Spring is here and now we are looking for those April showers that will bring May flowers and save us the trouble of watering our plants. There are a few clouds this afternoon, maybe we'll get lucky. If you have irrigation it is a good idea to test the system for leaks, adjust the heads so they are not watering the sidewalk, and check the run time so it does not allow runoff. Water conservation is everyone's responsibility.
Here at Daniel Stowe we are cleaning up, pruning back and enjoying the cool weather and colorful garden while we work. It is important to get ahead of those late winter/early spring weeds.

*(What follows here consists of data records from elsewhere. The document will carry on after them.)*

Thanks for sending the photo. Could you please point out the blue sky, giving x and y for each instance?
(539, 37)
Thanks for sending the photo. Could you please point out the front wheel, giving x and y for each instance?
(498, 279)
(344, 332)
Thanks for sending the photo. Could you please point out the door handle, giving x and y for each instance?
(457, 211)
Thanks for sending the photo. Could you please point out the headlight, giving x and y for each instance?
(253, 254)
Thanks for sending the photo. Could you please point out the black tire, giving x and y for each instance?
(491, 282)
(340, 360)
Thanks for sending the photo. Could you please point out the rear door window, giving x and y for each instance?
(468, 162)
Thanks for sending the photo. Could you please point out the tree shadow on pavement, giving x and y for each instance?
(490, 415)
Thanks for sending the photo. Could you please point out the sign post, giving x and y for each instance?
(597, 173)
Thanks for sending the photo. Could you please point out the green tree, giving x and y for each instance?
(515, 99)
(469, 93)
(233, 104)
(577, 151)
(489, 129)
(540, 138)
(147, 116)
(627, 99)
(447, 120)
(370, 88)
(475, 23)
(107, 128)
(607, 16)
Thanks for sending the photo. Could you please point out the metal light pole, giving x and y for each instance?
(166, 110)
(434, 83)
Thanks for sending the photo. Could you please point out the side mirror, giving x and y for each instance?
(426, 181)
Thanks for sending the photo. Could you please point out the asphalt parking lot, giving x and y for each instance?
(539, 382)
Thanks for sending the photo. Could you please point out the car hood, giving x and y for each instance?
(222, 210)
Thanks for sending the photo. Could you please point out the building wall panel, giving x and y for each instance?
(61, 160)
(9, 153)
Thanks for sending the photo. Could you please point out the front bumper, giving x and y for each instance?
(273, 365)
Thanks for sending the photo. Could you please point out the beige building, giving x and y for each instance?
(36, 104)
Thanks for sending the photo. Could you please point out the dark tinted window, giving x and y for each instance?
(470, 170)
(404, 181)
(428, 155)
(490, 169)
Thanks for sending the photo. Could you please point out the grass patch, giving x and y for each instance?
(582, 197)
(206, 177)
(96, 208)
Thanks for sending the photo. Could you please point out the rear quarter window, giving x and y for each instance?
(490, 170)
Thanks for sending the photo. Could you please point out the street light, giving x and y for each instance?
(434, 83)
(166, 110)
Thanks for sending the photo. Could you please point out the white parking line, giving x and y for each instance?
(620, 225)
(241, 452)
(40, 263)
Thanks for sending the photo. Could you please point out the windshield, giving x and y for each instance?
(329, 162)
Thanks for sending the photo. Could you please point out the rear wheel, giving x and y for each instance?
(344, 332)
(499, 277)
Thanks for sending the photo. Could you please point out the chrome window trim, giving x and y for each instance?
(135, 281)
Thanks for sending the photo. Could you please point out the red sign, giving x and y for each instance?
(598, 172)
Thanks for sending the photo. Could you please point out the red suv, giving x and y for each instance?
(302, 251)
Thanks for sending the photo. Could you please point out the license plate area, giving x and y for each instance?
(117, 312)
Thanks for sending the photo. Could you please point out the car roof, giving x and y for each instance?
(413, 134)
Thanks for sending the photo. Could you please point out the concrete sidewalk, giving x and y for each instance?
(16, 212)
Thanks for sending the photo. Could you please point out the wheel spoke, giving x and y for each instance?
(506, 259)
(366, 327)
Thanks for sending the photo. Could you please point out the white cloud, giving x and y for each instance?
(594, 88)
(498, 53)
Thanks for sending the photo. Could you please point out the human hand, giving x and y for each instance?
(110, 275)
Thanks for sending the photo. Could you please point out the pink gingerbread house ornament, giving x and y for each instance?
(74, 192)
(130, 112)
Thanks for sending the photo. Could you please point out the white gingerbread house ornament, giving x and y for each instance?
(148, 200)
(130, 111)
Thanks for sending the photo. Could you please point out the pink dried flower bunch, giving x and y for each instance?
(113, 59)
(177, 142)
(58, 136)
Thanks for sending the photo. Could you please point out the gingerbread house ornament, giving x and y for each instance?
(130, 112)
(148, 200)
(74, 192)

Henbit and chickweed are the most common and pulling them before they have a chance to set seed will save time later. Prune spring flowering shrubs as soon as they are done blooming, this includes forsythia, spirea, quince, cherrylaurel and azaleas. Now that leaves are out we can remove any winter damaged branches and cut back the fig tree by one third. If you have naturalized daffodils it is important to leave the foliage alone (no knot tying) until it turns brown. These leaves are feeding next year's bulb. If they are trying to produce seed it is OK to trim off the very tip so energy is not wasted on seed production.

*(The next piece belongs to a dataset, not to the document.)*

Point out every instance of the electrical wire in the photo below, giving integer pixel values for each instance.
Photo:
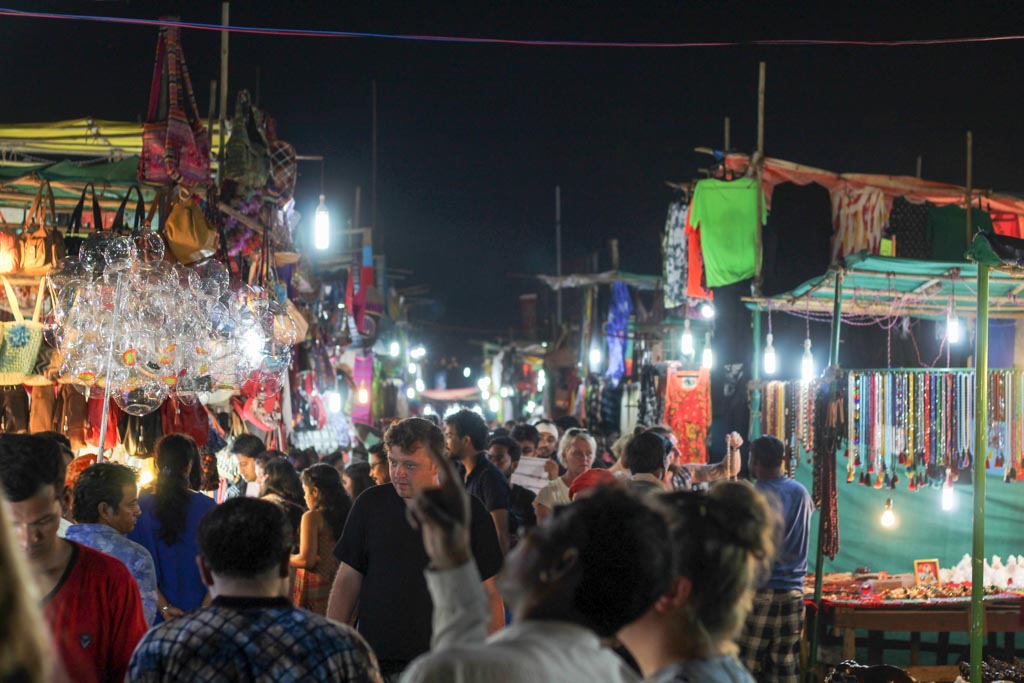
(323, 33)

Finally, there is a fragrant flowering, silver leaved shrub in bloom in the woods right now that merits our attention. This is Russian-olive (Elaeagnus angustifolia) also known as Silver Berry and Wild Olive. While it has long been cultivated in Europe and sometimes used along highways here (as is it's cousin Autumn Olive) we should be on our guard.It has invaded the piedmont woodlands and is as thick as privet in many locations. Make it's removal part of your spring cleaning in the garden this year.